SPREP Director-General David Sheppard has welcomed yesterday’s decision by the Western Central Pacific Fisheries Commission (WCPFC) to introduce restrictions on fishing methods employed by members to catch sharks in Pacific Islands waters.
The WCPFC today approved a Conservation Management Measure put forward by the Forum Fisheries Agency on behalf of Pacific island members to ban either dedicated shark lines or wire traces on longlines.
“I congratulate Palau for again showing leadership in promoting a consensus on measures to mitigate and reduce shark catches by fishing nations operating in the region,” Mr Sheppard said.”Like several other Pacific island countries, Palau has taken the bold step of declaring its waters a shark sanctuary, and the decision by the Commission, that they have helped to broker, provides a small but significant step towards better protection and conservation management of sharks.”
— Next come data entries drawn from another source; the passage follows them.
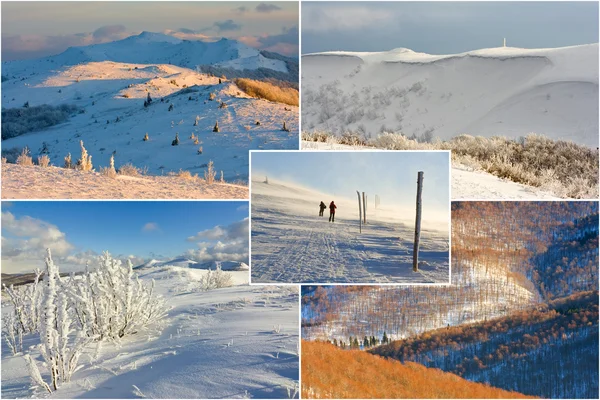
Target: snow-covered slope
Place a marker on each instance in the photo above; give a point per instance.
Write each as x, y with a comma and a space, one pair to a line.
114, 119
153, 48
236, 342
292, 244
502, 91
466, 183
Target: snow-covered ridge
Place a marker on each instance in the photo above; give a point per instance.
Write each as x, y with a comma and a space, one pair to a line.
154, 48
500, 91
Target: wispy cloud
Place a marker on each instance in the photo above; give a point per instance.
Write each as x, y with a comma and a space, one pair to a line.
267, 8
228, 25
150, 227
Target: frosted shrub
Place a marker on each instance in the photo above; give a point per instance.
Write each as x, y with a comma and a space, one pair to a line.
24, 158
59, 347
216, 279
44, 161
23, 319
210, 173
111, 302
85, 162
110, 171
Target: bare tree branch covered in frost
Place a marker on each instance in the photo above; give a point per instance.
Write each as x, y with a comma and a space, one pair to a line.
112, 302
106, 303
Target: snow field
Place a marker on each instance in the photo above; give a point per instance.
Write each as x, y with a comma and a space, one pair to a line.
290, 245
235, 342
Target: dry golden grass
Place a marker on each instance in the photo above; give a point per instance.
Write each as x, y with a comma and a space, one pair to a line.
329, 372
268, 91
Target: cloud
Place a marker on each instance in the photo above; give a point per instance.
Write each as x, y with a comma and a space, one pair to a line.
221, 243
233, 231
283, 43
267, 8
228, 25
151, 227
20, 47
109, 32
350, 17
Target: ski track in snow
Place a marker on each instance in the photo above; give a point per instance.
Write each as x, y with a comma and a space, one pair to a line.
292, 248
215, 344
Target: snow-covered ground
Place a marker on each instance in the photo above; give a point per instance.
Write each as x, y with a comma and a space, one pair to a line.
292, 244
466, 183
235, 342
110, 83
32, 182
501, 91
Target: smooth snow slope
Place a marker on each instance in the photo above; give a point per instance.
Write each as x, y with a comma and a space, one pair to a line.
99, 89
292, 244
216, 344
466, 183
502, 91
153, 48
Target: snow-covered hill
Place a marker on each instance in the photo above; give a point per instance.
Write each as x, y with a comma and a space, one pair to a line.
183, 262
292, 244
153, 48
235, 342
502, 91
109, 84
33, 182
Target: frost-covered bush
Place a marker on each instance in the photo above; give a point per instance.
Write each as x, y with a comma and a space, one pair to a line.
61, 345
17, 121
23, 318
44, 161
111, 302
210, 173
24, 158
216, 279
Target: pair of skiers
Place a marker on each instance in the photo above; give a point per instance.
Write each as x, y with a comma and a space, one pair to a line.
332, 208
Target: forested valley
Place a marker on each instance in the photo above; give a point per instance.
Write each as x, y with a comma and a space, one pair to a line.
521, 312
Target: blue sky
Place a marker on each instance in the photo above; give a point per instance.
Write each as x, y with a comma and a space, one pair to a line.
142, 229
446, 27
391, 175
38, 29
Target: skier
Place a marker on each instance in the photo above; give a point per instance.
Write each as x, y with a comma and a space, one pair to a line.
332, 208
322, 208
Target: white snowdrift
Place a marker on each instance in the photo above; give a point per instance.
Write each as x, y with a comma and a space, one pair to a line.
292, 244
236, 342
502, 91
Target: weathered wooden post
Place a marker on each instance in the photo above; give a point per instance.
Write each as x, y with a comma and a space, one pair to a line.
359, 212
364, 210
418, 222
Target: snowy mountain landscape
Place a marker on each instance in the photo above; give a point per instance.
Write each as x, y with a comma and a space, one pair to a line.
521, 314
145, 103
526, 115
234, 341
498, 91
291, 243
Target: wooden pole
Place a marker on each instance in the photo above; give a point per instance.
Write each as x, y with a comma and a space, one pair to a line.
364, 210
359, 212
418, 222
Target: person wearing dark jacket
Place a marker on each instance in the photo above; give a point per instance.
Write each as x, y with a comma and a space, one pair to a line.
322, 208
332, 208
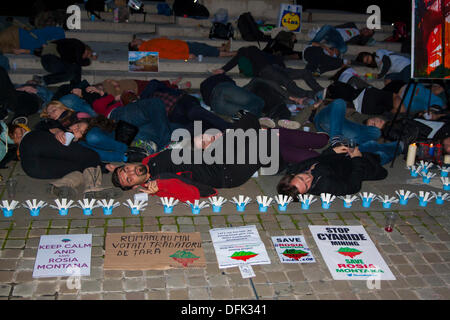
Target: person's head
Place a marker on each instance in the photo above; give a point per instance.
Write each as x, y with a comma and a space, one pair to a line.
54, 110
376, 122
367, 59
134, 44
130, 175
294, 184
204, 141
366, 32
17, 131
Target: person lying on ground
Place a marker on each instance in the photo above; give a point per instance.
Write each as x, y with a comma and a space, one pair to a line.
179, 49
341, 35
21, 41
339, 171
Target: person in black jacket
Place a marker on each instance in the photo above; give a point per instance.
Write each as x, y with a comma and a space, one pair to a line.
63, 59
343, 34
339, 172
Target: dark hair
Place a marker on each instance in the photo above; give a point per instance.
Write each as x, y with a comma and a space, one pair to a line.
360, 59
115, 180
284, 187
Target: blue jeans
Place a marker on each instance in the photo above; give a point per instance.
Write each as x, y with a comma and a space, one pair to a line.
77, 104
332, 120
227, 99
384, 150
149, 115
332, 37
109, 149
198, 48
421, 97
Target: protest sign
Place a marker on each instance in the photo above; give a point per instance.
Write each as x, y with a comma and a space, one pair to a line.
239, 245
153, 251
63, 256
350, 253
292, 249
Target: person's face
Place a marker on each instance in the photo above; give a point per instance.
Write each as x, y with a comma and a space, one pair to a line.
78, 129
376, 122
446, 145
18, 135
54, 112
302, 182
132, 174
204, 141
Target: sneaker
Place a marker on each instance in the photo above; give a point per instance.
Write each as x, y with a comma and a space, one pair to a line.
20, 120
267, 123
288, 124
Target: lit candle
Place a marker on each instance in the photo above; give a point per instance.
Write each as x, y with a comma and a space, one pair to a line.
411, 157
431, 152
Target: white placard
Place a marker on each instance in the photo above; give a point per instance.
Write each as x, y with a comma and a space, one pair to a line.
63, 256
350, 254
237, 246
292, 249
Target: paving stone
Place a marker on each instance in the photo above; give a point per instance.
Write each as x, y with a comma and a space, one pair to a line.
178, 294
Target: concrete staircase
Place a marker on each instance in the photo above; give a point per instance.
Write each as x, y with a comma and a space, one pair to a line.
110, 40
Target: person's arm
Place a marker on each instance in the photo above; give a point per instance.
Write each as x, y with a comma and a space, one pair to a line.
386, 66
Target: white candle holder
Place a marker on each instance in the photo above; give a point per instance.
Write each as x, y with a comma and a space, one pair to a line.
426, 177
217, 203
307, 200
135, 206
197, 206
424, 198
8, 208
404, 196
440, 197
415, 171
87, 205
367, 198
241, 202
263, 202
169, 203
327, 199
34, 206
387, 201
108, 206
283, 201
63, 206
348, 200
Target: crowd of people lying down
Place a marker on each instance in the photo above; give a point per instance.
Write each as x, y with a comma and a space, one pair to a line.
123, 127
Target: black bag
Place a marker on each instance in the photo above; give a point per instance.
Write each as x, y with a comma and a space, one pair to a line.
125, 132
221, 31
249, 29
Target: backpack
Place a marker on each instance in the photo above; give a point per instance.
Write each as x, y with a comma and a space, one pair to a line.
221, 31
249, 29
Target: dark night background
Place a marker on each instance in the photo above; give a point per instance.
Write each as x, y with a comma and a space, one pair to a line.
391, 10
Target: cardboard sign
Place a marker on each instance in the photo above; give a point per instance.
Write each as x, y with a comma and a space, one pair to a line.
143, 61
290, 17
237, 246
350, 253
63, 256
153, 251
292, 249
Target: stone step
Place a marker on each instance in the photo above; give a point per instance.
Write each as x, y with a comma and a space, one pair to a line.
118, 61
175, 30
22, 75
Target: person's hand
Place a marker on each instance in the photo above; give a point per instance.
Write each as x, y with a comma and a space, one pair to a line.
60, 136
151, 187
77, 92
218, 71
28, 89
341, 149
355, 153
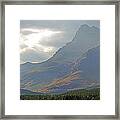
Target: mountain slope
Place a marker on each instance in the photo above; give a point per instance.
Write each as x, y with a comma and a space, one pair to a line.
66, 61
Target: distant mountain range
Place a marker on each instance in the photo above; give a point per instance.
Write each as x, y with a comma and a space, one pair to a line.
74, 66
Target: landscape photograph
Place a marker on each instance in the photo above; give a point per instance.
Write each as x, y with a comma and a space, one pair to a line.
59, 59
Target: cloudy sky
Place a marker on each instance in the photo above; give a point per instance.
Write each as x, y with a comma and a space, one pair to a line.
40, 39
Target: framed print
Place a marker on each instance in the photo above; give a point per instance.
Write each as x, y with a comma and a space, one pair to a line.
59, 59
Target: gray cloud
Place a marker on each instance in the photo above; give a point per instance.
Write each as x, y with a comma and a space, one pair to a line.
39, 52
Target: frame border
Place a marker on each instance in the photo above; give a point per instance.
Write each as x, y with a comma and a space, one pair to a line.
61, 2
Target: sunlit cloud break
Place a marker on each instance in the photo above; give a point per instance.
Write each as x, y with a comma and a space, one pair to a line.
36, 36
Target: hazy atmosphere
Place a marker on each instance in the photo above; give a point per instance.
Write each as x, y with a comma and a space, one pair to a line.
40, 39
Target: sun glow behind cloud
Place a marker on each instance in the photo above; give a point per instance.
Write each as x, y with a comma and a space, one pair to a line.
33, 39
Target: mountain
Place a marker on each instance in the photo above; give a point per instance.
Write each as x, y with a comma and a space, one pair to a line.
74, 66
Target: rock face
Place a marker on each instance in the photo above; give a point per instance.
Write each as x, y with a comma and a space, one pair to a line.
74, 66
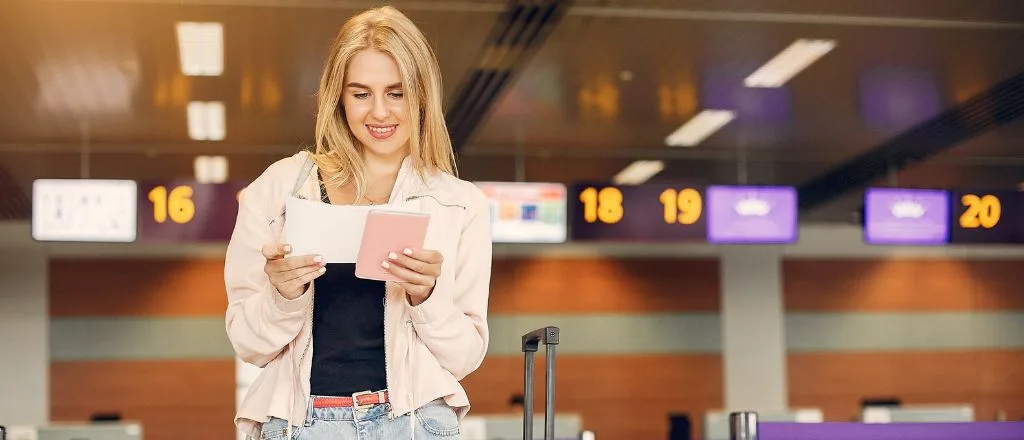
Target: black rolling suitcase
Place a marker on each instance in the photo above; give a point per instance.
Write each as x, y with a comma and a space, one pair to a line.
530, 342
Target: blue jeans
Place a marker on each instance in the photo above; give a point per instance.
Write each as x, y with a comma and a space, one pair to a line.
434, 421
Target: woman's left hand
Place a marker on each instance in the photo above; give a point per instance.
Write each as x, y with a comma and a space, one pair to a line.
419, 268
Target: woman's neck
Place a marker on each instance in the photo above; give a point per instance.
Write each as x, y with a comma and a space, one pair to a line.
382, 168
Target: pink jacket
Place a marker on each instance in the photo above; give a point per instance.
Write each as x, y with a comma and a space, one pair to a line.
428, 348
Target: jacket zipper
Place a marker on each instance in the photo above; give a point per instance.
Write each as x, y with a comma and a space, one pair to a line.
387, 368
413, 198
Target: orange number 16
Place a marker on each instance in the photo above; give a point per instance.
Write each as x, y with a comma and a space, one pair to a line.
177, 205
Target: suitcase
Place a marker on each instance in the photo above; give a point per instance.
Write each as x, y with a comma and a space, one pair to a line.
530, 342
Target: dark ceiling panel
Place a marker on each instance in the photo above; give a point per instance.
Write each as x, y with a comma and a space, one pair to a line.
520, 30
993, 107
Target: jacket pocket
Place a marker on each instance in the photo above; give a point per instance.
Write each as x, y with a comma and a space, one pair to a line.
439, 201
274, 429
438, 419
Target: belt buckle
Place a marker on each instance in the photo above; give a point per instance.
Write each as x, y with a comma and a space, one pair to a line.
355, 400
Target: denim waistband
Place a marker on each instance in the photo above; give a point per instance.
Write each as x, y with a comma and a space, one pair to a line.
345, 412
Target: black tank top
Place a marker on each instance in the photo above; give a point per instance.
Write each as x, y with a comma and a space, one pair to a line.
348, 332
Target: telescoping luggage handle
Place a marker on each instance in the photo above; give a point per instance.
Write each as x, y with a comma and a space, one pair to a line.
530, 342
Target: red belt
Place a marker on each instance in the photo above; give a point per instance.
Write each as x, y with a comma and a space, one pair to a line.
366, 398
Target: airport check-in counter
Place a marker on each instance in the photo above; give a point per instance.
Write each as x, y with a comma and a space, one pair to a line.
716, 424
918, 413
78, 431
499, 427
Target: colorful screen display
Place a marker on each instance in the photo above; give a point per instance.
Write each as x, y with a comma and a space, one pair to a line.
526, 212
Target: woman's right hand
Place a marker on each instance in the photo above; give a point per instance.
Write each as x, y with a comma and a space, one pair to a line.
291, 275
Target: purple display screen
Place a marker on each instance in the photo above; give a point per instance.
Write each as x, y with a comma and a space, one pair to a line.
902, 431
752, 214
894, 216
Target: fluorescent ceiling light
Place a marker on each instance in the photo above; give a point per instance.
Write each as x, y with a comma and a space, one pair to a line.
206, 121
201, 48
638, 172
788, 62
698, 128
211, 169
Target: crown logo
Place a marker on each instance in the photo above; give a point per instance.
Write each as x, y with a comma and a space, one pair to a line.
753, 207
907, 209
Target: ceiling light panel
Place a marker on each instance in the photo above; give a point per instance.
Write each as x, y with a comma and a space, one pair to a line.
788, 62
201, 48
698, 128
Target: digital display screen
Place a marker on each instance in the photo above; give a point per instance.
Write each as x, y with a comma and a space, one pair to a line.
526, 212
184, 211
985, 216
895, 216
650, 212
83, 210
752, 214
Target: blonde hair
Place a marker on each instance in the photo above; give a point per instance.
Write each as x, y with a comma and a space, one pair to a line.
387, 30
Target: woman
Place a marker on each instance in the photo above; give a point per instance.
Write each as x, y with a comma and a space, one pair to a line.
380, 138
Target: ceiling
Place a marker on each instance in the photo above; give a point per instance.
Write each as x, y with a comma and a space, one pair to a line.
91, 88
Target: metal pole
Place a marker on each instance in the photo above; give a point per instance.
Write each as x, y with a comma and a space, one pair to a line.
743, 426
527, 404
549, 413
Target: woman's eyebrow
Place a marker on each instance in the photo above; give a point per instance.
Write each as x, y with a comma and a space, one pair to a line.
364, 86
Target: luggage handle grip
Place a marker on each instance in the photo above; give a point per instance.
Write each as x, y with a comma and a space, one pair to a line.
530, 343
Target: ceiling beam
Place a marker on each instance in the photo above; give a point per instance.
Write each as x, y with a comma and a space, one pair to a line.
990, 108
520, 31
14, 204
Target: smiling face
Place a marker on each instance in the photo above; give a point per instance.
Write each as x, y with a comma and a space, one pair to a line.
375, 103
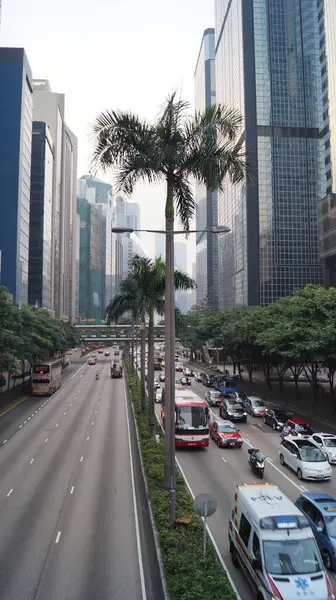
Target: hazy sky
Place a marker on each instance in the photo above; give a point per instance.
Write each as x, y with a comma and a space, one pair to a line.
126, 54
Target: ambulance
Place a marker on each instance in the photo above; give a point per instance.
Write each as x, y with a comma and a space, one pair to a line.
272, 542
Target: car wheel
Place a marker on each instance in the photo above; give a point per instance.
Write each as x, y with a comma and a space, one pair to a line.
327, 560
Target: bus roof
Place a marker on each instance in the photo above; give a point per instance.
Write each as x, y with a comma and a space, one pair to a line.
185, 396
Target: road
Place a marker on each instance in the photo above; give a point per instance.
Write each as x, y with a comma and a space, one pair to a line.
218, 471
68, 519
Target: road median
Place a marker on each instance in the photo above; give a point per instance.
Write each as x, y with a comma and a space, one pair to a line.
188, 576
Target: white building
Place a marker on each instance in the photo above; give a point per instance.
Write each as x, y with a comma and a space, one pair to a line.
49, 108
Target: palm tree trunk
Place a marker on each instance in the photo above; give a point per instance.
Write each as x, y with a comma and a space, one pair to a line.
143, 361
151, 410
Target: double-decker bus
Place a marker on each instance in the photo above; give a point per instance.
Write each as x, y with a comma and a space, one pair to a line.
191, 419
46, 377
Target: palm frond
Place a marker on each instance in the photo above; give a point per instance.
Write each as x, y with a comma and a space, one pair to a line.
184, 199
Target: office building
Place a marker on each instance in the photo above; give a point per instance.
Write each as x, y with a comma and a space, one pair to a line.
16, 117
40, 225
267, 67
327, 206
206, 200
49, 107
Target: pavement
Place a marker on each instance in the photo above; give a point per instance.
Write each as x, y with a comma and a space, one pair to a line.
218, 471
68, 501
321, 414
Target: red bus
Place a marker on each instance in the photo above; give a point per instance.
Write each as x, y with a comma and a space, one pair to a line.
191, 423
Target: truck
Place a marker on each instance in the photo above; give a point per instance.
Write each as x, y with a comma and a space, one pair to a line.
116, 369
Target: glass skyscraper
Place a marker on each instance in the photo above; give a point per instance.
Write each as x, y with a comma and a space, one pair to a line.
40, 226
267, 66
16, 115
206, 200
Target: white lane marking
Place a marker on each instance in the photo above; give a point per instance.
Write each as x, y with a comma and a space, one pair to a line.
211, 537
279, 470
135, 509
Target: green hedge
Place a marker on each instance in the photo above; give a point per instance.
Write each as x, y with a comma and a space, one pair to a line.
188, 576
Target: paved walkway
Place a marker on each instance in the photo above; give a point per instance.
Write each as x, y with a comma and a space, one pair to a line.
324, 409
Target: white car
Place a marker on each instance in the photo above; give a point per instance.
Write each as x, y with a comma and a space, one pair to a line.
305, 458
327, 443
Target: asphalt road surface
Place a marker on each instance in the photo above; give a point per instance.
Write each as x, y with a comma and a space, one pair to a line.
218, 471
68, 522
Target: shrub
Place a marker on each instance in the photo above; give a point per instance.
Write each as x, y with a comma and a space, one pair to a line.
188, 575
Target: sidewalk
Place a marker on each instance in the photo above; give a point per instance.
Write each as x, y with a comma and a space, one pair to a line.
324, 410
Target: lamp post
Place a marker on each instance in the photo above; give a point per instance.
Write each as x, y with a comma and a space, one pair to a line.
169, 439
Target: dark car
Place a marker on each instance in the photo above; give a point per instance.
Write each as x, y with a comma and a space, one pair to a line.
276, 418
185, 380
207, 379
232, 412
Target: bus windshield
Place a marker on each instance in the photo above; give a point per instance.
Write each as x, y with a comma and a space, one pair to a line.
41, 369
191, 417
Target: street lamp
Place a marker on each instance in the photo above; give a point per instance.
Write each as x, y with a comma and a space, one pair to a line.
169, 439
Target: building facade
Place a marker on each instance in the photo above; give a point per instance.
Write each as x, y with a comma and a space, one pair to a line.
16, 118
267, 67
206, 200
327, 206
40, 224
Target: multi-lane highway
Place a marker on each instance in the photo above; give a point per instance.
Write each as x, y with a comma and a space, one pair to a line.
218, 471
68, 518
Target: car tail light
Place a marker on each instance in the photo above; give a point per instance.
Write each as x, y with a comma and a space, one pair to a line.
331, 595
275, 591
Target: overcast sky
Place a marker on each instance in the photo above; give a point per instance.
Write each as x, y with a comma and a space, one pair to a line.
125, 54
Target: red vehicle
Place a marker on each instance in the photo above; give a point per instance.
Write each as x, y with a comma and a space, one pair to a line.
191, 419
225, 434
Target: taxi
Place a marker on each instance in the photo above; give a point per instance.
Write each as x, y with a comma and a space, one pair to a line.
225, 434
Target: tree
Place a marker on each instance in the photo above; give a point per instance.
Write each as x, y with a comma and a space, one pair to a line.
145, 287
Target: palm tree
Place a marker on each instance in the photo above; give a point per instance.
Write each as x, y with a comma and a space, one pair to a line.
143, 291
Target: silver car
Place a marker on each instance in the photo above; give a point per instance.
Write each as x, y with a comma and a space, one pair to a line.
255, 406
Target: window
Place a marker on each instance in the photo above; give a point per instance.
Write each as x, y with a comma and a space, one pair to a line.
256, 547
244, 530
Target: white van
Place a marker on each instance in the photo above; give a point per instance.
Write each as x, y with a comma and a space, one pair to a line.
275, 546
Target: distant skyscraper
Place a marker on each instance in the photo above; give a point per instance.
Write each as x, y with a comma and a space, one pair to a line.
268, 67
206, 200
40, 225
16, 116
327, 206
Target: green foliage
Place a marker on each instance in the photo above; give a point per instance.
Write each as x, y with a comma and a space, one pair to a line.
27, 333
188, 576
296, 331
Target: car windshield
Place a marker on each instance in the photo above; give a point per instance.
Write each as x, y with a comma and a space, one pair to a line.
330, 442
291, 557
190, 417
257, 403
280, 416
226, 428
310, 453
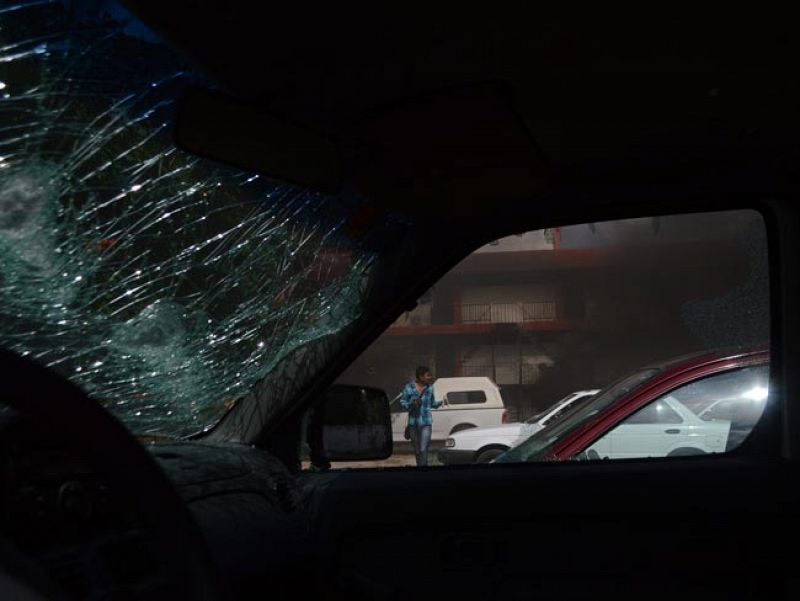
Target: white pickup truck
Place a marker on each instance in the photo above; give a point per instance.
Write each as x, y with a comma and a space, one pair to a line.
471, 402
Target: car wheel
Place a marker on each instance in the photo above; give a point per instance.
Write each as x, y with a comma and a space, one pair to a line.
460, 427
686, 452
487, 455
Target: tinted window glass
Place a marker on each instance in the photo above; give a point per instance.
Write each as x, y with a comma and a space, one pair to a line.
467, 397
654, 413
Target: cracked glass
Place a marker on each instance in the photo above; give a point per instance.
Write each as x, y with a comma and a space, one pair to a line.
164, 285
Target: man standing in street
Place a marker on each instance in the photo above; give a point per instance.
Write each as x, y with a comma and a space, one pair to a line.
417, 399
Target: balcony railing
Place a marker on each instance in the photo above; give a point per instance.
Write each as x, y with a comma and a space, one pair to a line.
420, 316
508, 312
503, 372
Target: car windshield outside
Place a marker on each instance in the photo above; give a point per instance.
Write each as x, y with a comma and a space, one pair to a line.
165, 285
539, 446
541, 414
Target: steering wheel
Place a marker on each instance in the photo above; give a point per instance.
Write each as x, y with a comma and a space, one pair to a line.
48, 410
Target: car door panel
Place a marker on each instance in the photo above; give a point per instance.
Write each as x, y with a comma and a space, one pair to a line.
560, 531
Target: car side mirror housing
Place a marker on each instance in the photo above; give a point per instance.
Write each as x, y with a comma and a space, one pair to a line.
356, 424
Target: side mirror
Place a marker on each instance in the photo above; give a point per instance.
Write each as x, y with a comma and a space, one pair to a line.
356, 424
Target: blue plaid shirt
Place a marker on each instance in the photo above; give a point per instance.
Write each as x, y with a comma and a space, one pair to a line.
422, 416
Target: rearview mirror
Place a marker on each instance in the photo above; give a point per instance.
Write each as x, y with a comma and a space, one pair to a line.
356, 424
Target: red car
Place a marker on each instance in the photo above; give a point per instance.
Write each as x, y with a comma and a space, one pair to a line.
704, 403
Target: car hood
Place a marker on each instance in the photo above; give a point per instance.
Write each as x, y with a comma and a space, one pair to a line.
504, 430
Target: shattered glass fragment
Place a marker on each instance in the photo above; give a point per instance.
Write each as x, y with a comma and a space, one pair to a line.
166, 286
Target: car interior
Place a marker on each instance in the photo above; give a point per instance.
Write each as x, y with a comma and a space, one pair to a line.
209, 212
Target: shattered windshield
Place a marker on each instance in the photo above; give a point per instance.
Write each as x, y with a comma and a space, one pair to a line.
164, 285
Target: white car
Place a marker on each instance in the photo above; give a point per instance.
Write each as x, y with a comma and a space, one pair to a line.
481, 445
470, 403
665, 427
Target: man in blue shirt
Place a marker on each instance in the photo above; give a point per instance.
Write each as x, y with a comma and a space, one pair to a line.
417, 399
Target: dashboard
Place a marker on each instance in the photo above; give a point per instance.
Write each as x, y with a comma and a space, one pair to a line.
71, 525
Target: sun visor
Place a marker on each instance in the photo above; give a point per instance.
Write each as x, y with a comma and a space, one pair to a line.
454, 154
225, 129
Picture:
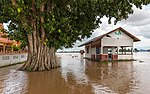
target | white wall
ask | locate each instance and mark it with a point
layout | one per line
(125, 56)
(117, 40)
(12, 59)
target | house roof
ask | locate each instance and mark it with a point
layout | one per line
(6, 40)
(135, 39)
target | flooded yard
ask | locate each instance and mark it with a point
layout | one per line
(79, 76)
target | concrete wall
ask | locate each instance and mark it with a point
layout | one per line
(125, 56)
(117, 40)
(12, 59)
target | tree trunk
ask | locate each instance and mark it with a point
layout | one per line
(43, 59)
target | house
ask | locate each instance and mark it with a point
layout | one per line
(5, 43)
(114, 45)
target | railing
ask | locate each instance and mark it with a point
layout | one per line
(9, 59)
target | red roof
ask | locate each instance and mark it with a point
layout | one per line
(135, 39)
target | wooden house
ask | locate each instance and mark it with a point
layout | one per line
(114, 45)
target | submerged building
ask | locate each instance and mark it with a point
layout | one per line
(114, 45)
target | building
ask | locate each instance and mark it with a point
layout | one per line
(5, 43)
(114, 45)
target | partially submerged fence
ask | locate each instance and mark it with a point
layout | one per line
(12, 58)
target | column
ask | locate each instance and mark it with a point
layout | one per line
(117, 49)
(131, 50)
(101, 50)
(4, 47)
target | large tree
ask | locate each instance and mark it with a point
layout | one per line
(47, 25)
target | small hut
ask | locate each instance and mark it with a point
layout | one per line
(114, 45)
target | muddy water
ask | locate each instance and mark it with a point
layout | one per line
(78, 76)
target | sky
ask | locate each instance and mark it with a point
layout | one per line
(137, 24)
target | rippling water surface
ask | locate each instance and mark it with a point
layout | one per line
(78, 76)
“With so many species of sharks in our waters now in dire straits because of overfishing, the fleets of distant water fishing nations now need to take further steps to complement the initiatives that have been taken by Pacific island countries to conserve sharks, through the establishment of shark sanctuaries in their Exclusive Economic Zones and through their support for the global measures being taken by the Convention on Migratory Species and the Convention for International Trade in Endangered Species.”
“SPREP welcomes the commitment by Japan, China, Korea, and Taiwan to take some small but significant steps to reduce their shark catch, but there is still much to be done to bring the catch of sharks in the Pacific islands to sustainable levels and encourage the rebuilding of the most seriously depleted species. We will work constructively with the members of SPREP, regional agencies, other fishing nations and stakeholders to build on today’s decision and secure a better future for sharks in our region,” Mr Sheppard concluded.